Sustain U founder Chris Yura got the idea while working as a fashion model in New York. He saw the toll the apparel industry takes on the worlds’ environment and its workers, and so deduced a solution. He spent a year in the regions of the Carolinas that had once had thriving textile industries. He studied and learned. And in 2009, he set up shop, giving a number of those former textile factory towns jobs again. The company works mostly with universities (Sustain U) and, increasingly, rock bands and music festivals.

And Bonnaroo is at the fore of sustainability in music festivals. That doesn’t necessarily mean its insta-city residents are, however. A lot of Roo’ers, for some reason beyond my comprehension (Were their parents asleep on the job? Do they need a good smack across the face??), cannot bring themselves to pick up after themselves. For years, Bonnaroo has tweaked their trash-compost-recycle centers to maximize, userability. Every car gets a clear bag for trash and a blue bag for recyclables. But in spite of that — and in spite of the fact that this is significantly a crowd of dancing hippies who may enjoy sets by Radiohead but only come into their own when Phish caps the weekend with a four-hour jam — they leave their garbage everywhere. It’s a challenge that’s grown year after year, and I was coming to think there was no solution to be deduced.

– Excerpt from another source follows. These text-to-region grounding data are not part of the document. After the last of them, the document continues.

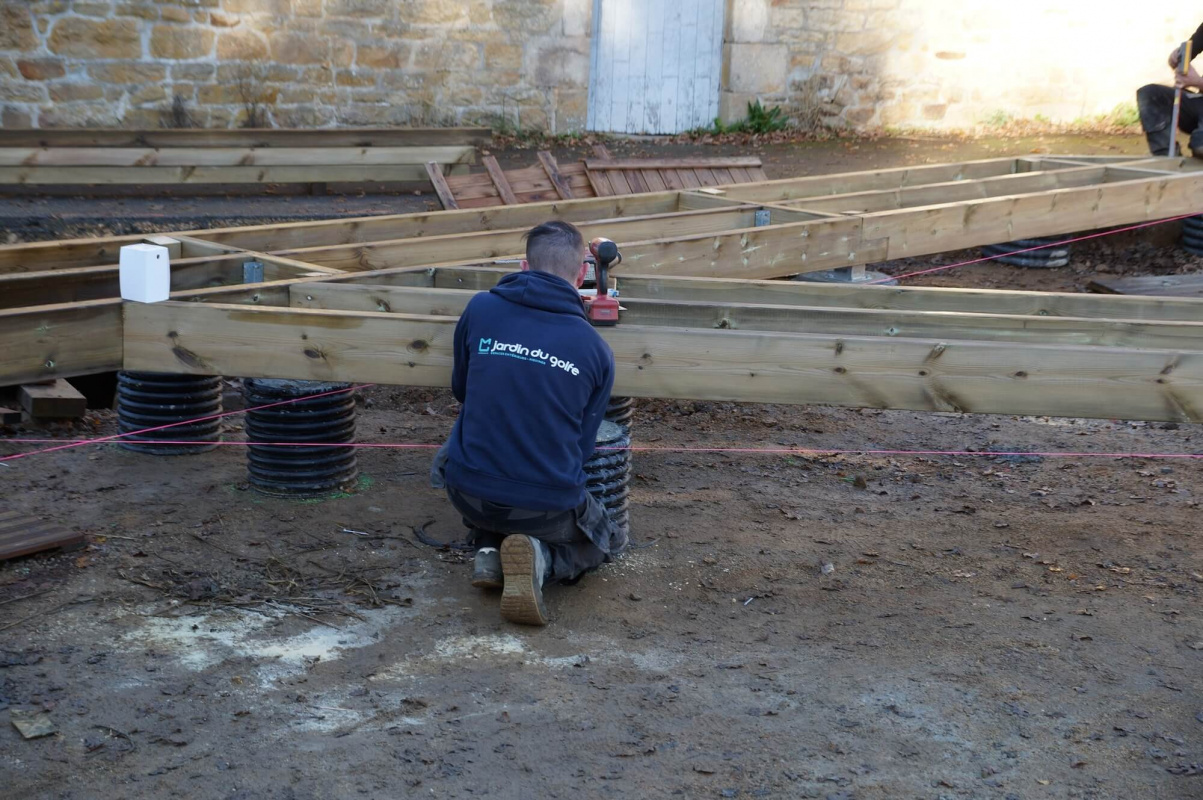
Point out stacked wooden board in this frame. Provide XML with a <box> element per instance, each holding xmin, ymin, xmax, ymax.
<box><xmin>2</xmin><ymin>155</ymin><xmax>1203</xmax><ymax>424</ymax></box>
<box><xmin>426</xmin><ymin>145</ymin><xmax>768</xmax><ymax>209</ymax></box>
<box><xmin>0</xmin><ymin>127</ymin><xmax>489</xmax><ymax>191</ymax></box>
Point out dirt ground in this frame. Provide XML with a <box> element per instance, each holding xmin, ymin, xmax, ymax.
<box><xmin>4</xmin><ymin>135</ymin><xmax>1203</xmax><ymax>800</ymax></box>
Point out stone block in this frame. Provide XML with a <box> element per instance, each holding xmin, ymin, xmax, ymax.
<box><xmin>493</xmin><ymin>0</ymin><xmax>556</xmax><ymax>33</ymax></box>
<box><xmin>224</xmin><ymin>0</ymin><xmax>290</xmax><ymax>13</ymax></box>
<box><xmin>533</xmin><ymin>43</ymin><xmax>589</xmax><ymax>88</ymax></box>
<box><xmin>122</xmin><ymin>108</ymin><xmax>163</xmax><ymax>127</ymax></box>
<box><xmin>271</xmin><ymin>33</ymin><xmax>327</xmax><ymax>64</ymax></box>
<box><xmin>731</xmin><ymin>0</ymin><xmax>769</xmax><ymax>43</ymax></box>
<box><xmin>327</xmin><ymin>0</ymin><xmax>390</xmax><ymax>17</ymax></box>
<box><xmin>727</xmin><ymin>43</ymin><xmax>788</xmax><ymax>94</ymax></box>
<box><xmin>171</xmin><ymin>63</ymin><xmax>216</xmax><ymax>81</ymax></box>
<box><xmin>151</xmin><ymin>25</ymin><xmax>215</xmax><ymax>59</ymax></box>
<box><xmin>0</xmin><ymin>84</ymin><xmax>47</xmax><ymax>103</ymax></box>
<box><xmin>835</xmin><ymin>29</ymin><xmax>899</xmax><ymax>56</ymax></box>
<box><xmin>358</xmin><ymin>44</ymin><xmax>406</xmax><ymax>69</ymax></box>
<box><xmin>2</xmin><ymin>106</ymin><xmax>34</xmax><ymax>128</ymax></box>
<box><xmin>0</xmin><ymin>57</ymin><xmax>16</xmax><ymax>78</ymax></box>
<box><xmin>50</xmin><ymin>83</ymin><xmax>105</xmax><ymax>102</ymax></box>
<box><xmin>294</xmin><ymin>0</ymin><xmax>323</xmax><ymax>16</ymax></box>
<box><xmin>160</xmin><ymin>6</ymin><xmax>191</xmax><ymax>22</ymax></box>
<box><xmin>39</xmin><ymin>102</ymin><xmax>121</xmax><ymax>127</ymax></box>
<box><xmin>209</xmin><ymin>10</ymin><xmax>239</xmax><ymax>27</ymax></box>
<box><xmin>335</xmin><ymin>69</ymin><xmax>376</xmax><ymax>87</ymax></box>
<box><xmin>48</xmin><ymin>18</ymin><xmax>142</xmax><ymax>58</ymax></box>
<box><xmin>218</xmin><ymin>30</ymin><xmax>269</xmax><ymax>61</ymax></box>
<box><xmin>562</xmin><ymin>0</ymin><xmax>590</xmax><ymax>37</ymax></box>
<box><xmin>844</xmin><ymin>106</ymin><xmax>875</xmax><ymax>126</ymax></box>
<box><xmin>89</xmin><ymin>62</ymin><xmax>167</xmax><ymax>83</ymax></box>
<box><xmin>719</xmin><ymin>91</ymin><xmax>759</xmax><ymax>124</ymax></box>
<box><xmin>115</xmin><ymin>3</ymin><xmax>160</xmax><ymax>20</ymax></box>
<box><xmin>414</xmin><ymin>42</ymin><xmax>480</xmax><ymax>72</ymax></box>
<box><xmin>17</xmin><ymin>59</ymin><xmax>67</xmax><ymax>81</ymax></box>
<box><xmin>922</xmin><ymin>103</ymin><xmax>947</xmax><ymax>121</ymax></box>
<box><xmin>73</xmin><ymin>2</ymin><xmax>114</xmax><ymax>18</ymax></box>
<box><xmin>485</xmin><ymin>43</ymin><xmax>523</xmax><ymax>71</ymax></box>
<box><xmin>400</xmin><ymin>0</ymin><xmax>464</xmax><ymax>24</ymax></box>
<box><xmin>331</xmin><ymin>39</ymin><xmax>356</xmax><ymax>67</ymax></box>
<box><xmin>130</xmin><ymin>84</ymin><xmax>166</xmax><ymax>105</ymax></box>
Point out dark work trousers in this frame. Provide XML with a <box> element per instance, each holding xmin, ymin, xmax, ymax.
<box><xmin>1137</xmin><ymin>83</ymin><xmax>1203</xmax><ymax>155</ymax></box>
<box><xmin>445</xmin><ymin>486</ymin><xmax>624</xmax><ymax>583</ymax></box>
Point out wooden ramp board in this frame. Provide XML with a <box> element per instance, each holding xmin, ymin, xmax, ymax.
<box><xmin>0</xmin><ymin>511</ymin><xmax>85</xmax><ymax>561</ymax></box>
<box><xmin>1088</xmin><ymin>273</ymin><xmax>1203</xmax><ymax>298</ymax></box>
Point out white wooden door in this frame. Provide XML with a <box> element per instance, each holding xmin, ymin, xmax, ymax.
<box><xmin>587</xmin><ymin>0</ymin><xmax>725</xmax><ymax>134</ymax></box>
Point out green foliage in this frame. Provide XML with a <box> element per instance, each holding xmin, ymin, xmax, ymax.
<box><xmin>1105</xmin><ymin>102</ymin><xmax>1140</xmax><ymax>128</ymax></box>
<box><xmin>691</xmin><ymin>100</ymin><xmax>791</xmax><ymax>135</ymax></box>
<box><xmin>982</xmin><ymin>109</ymin><xmax>1013</xmax><ymax>128</ymax></box>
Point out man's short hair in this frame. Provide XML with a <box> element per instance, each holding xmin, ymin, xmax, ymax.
<box><xmin>524</xmin><ymin>220</ymin><xmax>585</xmax><ymax>282</ymax></box>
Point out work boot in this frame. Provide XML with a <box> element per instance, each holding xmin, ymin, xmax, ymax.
<box><xmin>499</xmin><ymin>535</ymin><xmax>549</xmax><ymax>626</ymax></box>
<box><xmin>471</xmin><ymin>547</ymin><xmax>503</xmax><ymax>589</ymax></box>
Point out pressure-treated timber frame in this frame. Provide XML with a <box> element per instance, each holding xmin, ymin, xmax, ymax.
<box><xmin>6</xmin><ymin>154</ymin><xmax>1203</xmax><ymax>423</ymax></box>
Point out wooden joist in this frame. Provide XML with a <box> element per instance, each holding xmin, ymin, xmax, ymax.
<box><xmin>123</xmin><ymin>300</ymin><xmax>1203</xmax><ymax>423</ymax></box>
<box><xmin>0</xmin><ymin>127</ymin><xmax>493</xmax><ymax>148</ymax></box>
<box><xmin>1089</xmin><ymin>273</ymin><xmax>1203</xmax><ymax>298</ymax></box>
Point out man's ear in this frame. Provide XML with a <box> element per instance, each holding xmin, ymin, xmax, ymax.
<box><xmin>576</xmin><ymin>260</ymin><xmax>589</xmax><ymax>288</ymax></box>
<box><xmin>520</xmin><ymin>259</ymin><xmax>530</xmax><ymax>272</ymax></box>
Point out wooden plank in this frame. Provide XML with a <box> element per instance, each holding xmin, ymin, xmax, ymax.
<box><xmin>641</xmin><ymin>169</ymin><xmax>669</xmax><ymax>192</ymax></box>
<box><xmin>0</xmin><ymin>128</ymin><xmax>491</xmax><ymax>149</ymax></box>
<box><xmin>123</xmin><ymin>301</ymin><xmax>1203</xmax><ymax>423</ymax></box>
<box><xmin>536</xmin><ymin>152</ymin><xmax>575</xmax><ymax>199</ymax></box>
<box><xmin>0</xmin><ymin>164</ymin><xmax>460</xmax><ymax>186</ymax></box>
<box><xmin>784</xmin><ymin>166</ymin><xmax>1109</xmax><ymax>215</ymax></box>
<box><xmin>0</xmin><ymin>301</ymin><xmax>122</xmax><ymax>385</ymax></box>
<box><xmin>608</xmin><ymin>273</ymin><xmax>1203</xmax><ymax>321</ymax></box>
<box><xmin>481</xmin><ymin>155</ymin><xmax>519</xmax><ymax>205</ymax></box>
<box><xmin>0</xmin><ymin>511</ymin><xmax>86</xmax><ymax>562</ymax></box>
<box><xmin>586</xmin><ymin>167</ymin><xmax>615</xmax><ymax>197</ymax></box>
<box><xmin>294</xmin><ymin>283</ymin><xmax>1203</xmax><ymax>351</ymax></box>
<box><xmin>425</xmin><ymin>162</ymin><xmax>460</xmax><ymax>210</ymax></box>
<box><xmin>584</xmin><ymin>158</ymin><xmax>764</xmax><ymax>169</ymax></box>
<box><xmin>0</xmin><ymin>128</ymin><xmax>492</xmax><ymax>148</ymax></box>
<box><xmin>1089</xmin><ymin>274</ymin><xmax>1203</xmax><ymax>298</ymax></box>
<box><xmin>714</xmin><ymin>157</ymin><xmax>1023</xmax><ymax>201</ymax></box>
<box><xmin>865</xmin><ymin>173</ymin><xmax>1203</xmax><ymax>259</ymax></box>
<box><xmin>19</xmin><ymin>379</ymin><xmax>86</xmax><ymax>418</ymax></box>
<box><xmin>0</xmin><ymin>146</ymin><xmax>476</xmax><ymax>168</ymax></box>
<box><xmin>624</xmin><ymin>168</ymin><xmax>650</xmax><ymax>194</ymax></box>
<box><xmin>605</xmin><ymin>168</ymin><xmax>633</xmax><ymax>195</ymax></box>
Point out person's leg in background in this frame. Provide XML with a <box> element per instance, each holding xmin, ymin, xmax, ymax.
<box><xmin>1138</xmin><ymin>83</ymin><xmax>1179</xmax><ymax>155</ymax></box>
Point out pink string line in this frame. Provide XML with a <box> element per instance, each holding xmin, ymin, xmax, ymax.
<box><xmin>0</xmin><ymin>383</ymin><xmax>375</xmax><ymax>464</ymax></box>
<box><xmin>870</xmin><ymin>212</ymin><xmax>1202</xmax><ymax>284</ymax></box>
<box><xmin>1</xmin><ymin>437</ymin><xmax>1200</xmax><ymax>460</ymax></box>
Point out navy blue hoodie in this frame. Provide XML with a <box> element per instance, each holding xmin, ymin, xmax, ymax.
<box><xmin>443</xmin><ymin>270</ymin><xmax>615</xmax><ymax>511</ymax></box>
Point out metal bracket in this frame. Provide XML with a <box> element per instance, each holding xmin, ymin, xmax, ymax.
<box><xmin>754</xmin><ymin>208</ymin><xmax>771</xmax><ymax>227</ymax></box>
<box><xmin>242</xmin><ymin>260</ymin><xmax>264</xmax><ymax>284</ymax></box>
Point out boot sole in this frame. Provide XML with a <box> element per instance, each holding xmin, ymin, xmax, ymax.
<box><xmin>471</xmin><ymin>575</ymin><xmax>503</xmax><ymax>590</ymax></box>
<box><xmin>499</xmin><ymin>536</ymin><xmax>548</xmax><ymax>626</ymax></box>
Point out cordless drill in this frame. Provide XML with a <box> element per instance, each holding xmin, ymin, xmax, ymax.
<box><xmin>583</xmin><ymin>237</ymin><xmax>621</xmax><ymax>326</ymax></box>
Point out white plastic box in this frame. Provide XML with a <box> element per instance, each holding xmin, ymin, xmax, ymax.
<box><xmin>119</xmin><ymin>243</ymin><xmax>171</xmax><ymax>303</ymax></box>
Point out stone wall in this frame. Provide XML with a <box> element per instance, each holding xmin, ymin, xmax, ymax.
<box><xmin>727</xmin><ymin>0</ymin><xmax>1203</xmax><ymax>129</ymax></box>
<box><xmin>0</xmin><ymin>0</ymin><xmax>592</xmax><ymax>131</ymax></box>
<box><xmin>2</xmin><ymin>0</ymin><xmax>1202</xmax><ymax>132</ymax></box>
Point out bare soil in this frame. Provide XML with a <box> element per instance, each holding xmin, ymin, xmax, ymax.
<box><xmin>4</xmin><ymin>135</ymin><xmax>1203</xmax><ymax>800</ymax></box>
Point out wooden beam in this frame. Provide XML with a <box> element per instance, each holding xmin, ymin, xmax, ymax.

But something switched, clicked, whatever, between last year and this year. The seas of crap on the grass were shallower. And when I asked Ariana what she liked most about her festival weekend, she said:

  • “It’s kinda nerdy, but…there’re just so many people, and so many different types of people, and the sustainable initiatives are so effective. Like, it didn’t seem necessary to bring bottled water. The water availability was sooo everywhere, like, if you bring bottled water, you’re an idiot . It’s easier to have your own container and reuse it.”
  • “The fact that all the vendors had compostable dishes and, oh, I just kept looking at recycle bins and trash and everything, and the trash cans were barely full. Instead, the recycle and compost bins were full.”
  • “And just… everything worked cohesively. I you think about Bonnaroo on paper, I mean, I talked to my dad about it, and he was like ‘Oh my God, I bet that’s chaos,’ like there’re so many people there camping or partying. And it wasn’t chaotic at all. It wasn’t like, ‘Holy crap, we’re in the same place as 85-other-thousand people, you know?”
  • “Everyone was there but they were still calm.”

By Sunday afternoon, all of the shirts Ariana wanted to buy at the merch tents were sold-out. So she bought a bandana even though she doesn’t really wear bandannas. And then she headed back to Florida to make a noon class on Monday. She reached her dorm room at four a.m., optimistic.